Looking much better!


----------



## DSchlauch (Jun 25, 2018)

@kur1j 
Started to see improvements @ 6-8 days after fungicide. I think my issue ended up being a combination of fungus and some bronzing from PGR. I would imagine the PGR could have influenced the recovery time from the fungus as well. I'm going to be adjusting my PGR rates going forward and double checking my calibration.


----------



## kur1j (Jul 2, 2017)

@DSchlauch Ah, good to know. I haven't applied PGR yet so I know it couldn't be that. Only thing I've done to my yard so far is cut+groomer, weeds, and fertilizer, granted haven't applied any weed killer in 1.5 months as the only thing I have is nutsedge currently and its only in a few places. Will be taking care of that tomorrow.


----------



## Spammage (Apr 30, 2017)

@DSchlauch I don't think the coloration had anything to do with the PGR app. However, if you over applied and stressed the grass, you could have reduced it's ability to fight off the fungus.


----------



## DSchlauch (Jun 25, 2018)

@Spammage Take a look at this. This is in my back yard taken this evening, 7.7.18 @ 7PM.
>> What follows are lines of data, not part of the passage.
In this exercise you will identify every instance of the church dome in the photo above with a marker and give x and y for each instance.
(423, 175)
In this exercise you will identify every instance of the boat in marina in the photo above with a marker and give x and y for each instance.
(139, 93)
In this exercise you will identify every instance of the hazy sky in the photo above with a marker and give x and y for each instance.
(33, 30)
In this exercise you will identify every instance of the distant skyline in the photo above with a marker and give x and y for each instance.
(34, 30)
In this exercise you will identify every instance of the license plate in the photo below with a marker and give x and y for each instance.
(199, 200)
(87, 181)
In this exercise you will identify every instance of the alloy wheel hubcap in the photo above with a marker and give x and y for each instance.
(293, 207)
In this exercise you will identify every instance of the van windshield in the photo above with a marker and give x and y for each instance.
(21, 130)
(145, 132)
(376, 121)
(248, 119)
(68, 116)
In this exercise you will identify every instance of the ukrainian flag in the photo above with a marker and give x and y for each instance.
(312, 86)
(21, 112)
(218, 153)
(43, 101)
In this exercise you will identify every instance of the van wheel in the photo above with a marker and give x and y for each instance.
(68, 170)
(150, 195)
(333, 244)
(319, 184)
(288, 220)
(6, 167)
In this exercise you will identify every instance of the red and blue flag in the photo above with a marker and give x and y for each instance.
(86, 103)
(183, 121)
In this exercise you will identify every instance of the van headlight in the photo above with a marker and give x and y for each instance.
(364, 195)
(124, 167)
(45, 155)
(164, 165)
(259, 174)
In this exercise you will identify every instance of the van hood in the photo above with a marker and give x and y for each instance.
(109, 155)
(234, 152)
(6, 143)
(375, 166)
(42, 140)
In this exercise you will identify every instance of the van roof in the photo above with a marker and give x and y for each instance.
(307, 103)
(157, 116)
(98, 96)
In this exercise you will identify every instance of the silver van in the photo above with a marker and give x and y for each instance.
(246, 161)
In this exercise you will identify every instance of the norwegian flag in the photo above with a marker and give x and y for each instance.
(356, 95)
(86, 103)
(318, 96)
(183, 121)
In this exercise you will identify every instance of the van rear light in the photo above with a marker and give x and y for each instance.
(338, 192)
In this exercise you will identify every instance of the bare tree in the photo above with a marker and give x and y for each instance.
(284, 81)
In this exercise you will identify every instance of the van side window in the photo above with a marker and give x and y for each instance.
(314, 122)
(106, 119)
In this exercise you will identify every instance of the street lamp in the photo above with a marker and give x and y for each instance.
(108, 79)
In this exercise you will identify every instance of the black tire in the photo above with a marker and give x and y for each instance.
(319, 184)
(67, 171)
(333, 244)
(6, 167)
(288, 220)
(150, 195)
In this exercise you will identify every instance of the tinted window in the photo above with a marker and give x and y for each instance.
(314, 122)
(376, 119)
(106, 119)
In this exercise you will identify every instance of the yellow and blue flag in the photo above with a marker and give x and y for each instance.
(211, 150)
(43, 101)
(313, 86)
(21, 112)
The only thing put on the lawn was PGR @ .25 oz/k on 6.26.18. I just don't get it. It's frustrating. I've triple checked my calibration so all I know to do is drop the rate in half for the next app I guess and see what happens.


----------



## Spammage (Apr 30, 2017)

DSchlauch said:


> @Spammage Take a look at this. This is in my back yard taken this evening, 7.7.18 @ 7PM.
> 
> 
> 
> ...


I'm not telling you not to do that, but the pics still look like fungal issues to me.


----------



## RandyMan (May 17, 2018)

Dont use those blue bottles..I have been fighting fungus in my yard the last 2 months too.I spent over $100 on those blue bottles and seen some improvement but still have it .Well after a little researching I found out that those blue bottles only have 2% active ingredient(Propiconazole) in it.No wonder I am still having problems  I am finding out that the box stores sell many products this way, like round up and herbcides..I bought a 1 gallon of 14% active ingredient online for $88..That will last me for a long time and Ill ill be throwing down ALOT more active ingredient to hopefully do away with this fungus for good.


----------



## DSchlauch (Jun 25, 2018)

@Spammage 
@RandyMan 
Roger that. I'm going to hold off on applying anything other than fungicide and see if I can get this figured out. Thanks again


----------